Tuesday, March 8, 2011

HAY WHAT'S THIS ABOUT THE GENERATIONS???

What's it like taking a lateral pass in a football game or a relay throw from the outfield in a baseball game? Strangely, something like being one of the honorees at your old school, looking out at a student body entirely new to you. And yet, even several generations apart, experiencing the power of the connection between you.

Perhaps it was just the physical proximity that day. More likely it was the psychological bonding. Those students and I were individual moving parts to a social whole which if meshed just right could serve the nation in its time of need. The success of any great nation has much to do with how well its generations can pro-actively connect.

Trouble is, generations are so innately different. Those coming up have little understanding of how-it-was; those beforehand have little patience for how-it-is. The infamous gap...! However, occasionally it's wondrously bridged. Sometimes by leaders (a Kennedy or John Paul II). Sometimes by celebrities (a Sinatra or the Beatles). Perhaps by popular movies (a Casablanca or Star Wars). Maybe simply by shared foods like pizza and technology like cellphones. Even disparate generations can't live totally isolated from one another in the same land.

At one time there may have been social glues that bonded us more tightly. Not because of nobler efforts, mostly because there were fewer options by which to go our separate ways.

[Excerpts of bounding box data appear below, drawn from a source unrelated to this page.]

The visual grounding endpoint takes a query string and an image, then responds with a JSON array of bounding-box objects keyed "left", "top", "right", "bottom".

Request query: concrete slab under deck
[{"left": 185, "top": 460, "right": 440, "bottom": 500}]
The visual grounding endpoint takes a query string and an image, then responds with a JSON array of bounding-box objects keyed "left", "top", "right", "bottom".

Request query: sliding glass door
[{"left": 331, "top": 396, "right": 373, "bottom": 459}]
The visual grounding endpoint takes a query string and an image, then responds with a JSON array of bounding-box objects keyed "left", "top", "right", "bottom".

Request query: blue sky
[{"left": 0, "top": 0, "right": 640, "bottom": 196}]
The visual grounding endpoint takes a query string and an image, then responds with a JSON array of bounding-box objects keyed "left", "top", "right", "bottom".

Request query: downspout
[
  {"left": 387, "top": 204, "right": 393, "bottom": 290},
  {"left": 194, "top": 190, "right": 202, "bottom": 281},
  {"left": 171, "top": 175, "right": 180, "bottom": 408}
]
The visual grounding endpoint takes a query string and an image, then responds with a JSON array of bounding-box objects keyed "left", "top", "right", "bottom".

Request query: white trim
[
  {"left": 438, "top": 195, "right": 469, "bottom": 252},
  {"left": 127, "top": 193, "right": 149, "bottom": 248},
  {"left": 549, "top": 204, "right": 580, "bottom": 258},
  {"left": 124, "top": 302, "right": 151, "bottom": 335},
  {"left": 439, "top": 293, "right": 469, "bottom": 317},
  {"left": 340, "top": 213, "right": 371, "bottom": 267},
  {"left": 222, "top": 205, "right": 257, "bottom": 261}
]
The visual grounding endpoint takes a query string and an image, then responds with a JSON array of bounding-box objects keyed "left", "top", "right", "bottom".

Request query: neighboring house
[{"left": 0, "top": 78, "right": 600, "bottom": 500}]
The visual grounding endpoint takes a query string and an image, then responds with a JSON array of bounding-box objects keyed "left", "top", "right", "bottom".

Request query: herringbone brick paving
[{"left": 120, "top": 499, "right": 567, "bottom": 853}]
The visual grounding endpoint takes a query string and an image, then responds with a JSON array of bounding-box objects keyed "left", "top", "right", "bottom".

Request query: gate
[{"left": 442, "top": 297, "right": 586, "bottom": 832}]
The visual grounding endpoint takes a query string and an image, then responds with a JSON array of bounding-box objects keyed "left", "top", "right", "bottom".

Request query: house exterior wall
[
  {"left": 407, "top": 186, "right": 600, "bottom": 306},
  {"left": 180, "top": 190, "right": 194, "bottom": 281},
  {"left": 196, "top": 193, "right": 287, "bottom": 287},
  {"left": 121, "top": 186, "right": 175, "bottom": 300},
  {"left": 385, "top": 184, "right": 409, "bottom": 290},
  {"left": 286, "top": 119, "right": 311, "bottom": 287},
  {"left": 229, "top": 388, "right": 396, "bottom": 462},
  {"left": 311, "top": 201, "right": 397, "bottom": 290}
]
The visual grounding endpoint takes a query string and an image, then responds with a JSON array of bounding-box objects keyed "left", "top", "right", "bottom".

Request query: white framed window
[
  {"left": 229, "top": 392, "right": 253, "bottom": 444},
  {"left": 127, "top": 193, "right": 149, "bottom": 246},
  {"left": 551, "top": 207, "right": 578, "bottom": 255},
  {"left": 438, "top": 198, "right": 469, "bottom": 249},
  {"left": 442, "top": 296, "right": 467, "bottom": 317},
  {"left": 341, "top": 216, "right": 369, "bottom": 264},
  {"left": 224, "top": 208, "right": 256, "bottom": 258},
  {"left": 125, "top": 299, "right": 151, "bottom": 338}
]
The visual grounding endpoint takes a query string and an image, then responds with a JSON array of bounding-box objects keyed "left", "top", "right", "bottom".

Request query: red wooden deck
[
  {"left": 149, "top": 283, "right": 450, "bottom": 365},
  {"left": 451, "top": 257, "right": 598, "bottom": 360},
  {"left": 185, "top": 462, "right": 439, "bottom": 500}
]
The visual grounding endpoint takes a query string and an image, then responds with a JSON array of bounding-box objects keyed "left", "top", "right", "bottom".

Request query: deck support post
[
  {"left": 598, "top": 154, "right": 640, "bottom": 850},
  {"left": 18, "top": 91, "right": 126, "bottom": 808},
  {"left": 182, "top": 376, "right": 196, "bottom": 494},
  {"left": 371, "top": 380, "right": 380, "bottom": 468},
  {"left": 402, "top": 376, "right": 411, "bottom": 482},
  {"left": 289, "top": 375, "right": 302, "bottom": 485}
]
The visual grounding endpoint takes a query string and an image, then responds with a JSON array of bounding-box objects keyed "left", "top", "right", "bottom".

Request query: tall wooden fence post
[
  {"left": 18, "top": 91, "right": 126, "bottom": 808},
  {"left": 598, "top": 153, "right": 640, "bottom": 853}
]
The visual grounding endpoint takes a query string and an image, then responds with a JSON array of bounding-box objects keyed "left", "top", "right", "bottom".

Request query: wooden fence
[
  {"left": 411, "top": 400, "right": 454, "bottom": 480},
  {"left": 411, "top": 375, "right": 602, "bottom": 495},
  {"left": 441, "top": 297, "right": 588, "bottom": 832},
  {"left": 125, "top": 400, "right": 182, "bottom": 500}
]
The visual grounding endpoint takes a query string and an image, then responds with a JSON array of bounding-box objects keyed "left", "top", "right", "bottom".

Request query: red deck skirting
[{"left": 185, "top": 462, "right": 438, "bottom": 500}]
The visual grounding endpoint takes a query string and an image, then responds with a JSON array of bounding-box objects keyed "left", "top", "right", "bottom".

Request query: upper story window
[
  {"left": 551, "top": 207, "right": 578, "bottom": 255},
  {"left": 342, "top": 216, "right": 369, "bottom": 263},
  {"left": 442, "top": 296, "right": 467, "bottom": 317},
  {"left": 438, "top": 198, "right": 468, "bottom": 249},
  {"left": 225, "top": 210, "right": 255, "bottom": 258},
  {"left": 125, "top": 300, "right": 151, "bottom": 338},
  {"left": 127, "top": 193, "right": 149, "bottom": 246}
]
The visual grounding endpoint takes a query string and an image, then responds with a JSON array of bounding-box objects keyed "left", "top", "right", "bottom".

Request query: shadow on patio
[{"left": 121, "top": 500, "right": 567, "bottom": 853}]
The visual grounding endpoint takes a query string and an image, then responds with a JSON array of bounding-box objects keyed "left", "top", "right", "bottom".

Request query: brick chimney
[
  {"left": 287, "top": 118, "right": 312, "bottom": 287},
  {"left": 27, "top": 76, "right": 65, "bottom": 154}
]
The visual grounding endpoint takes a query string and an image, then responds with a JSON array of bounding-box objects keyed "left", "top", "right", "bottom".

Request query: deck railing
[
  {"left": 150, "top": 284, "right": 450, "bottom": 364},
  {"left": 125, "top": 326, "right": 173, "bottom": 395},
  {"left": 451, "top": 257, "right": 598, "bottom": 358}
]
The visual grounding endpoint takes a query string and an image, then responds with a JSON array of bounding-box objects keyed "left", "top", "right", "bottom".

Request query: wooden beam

Only a few national magazines (a Life and Saturday Evening Post); only a few TV networks; only a limited number of sport leagues; only a small cluster of Hollywood studios. Connections were simpler when options were fewer.

Today we have the beauty and the burden of 1001 voices, each speaking from their own niche of the market place. No longer any need for us to all read, watch or listen to the same things, when the number of things available is now virtually infinite. Little wonder the voices I and those students hear on a regular basis are so improbably different. At one time, the market wanted to find what made us the same; then go after that "America." Today, the market wants to find out what makes us so many different "America's;" then splice and dice us by age, gender, race, religion, region, politics, car we drive, clothes we wear, and pretty soon DNA codes we harbor.

All the while global computer banks are vetting and profiling us by our billions of 24/7 Facebook and Twitter activities. Welcome to the next brave new world! At one time kids like those students that day dreamed this very dream. Now that it's here, the psychological connection I felt with them has only to pass this test....

....can the extraordinary diversity which energizes their generation somehow relate to the extraordinary uniformity that electrified ours?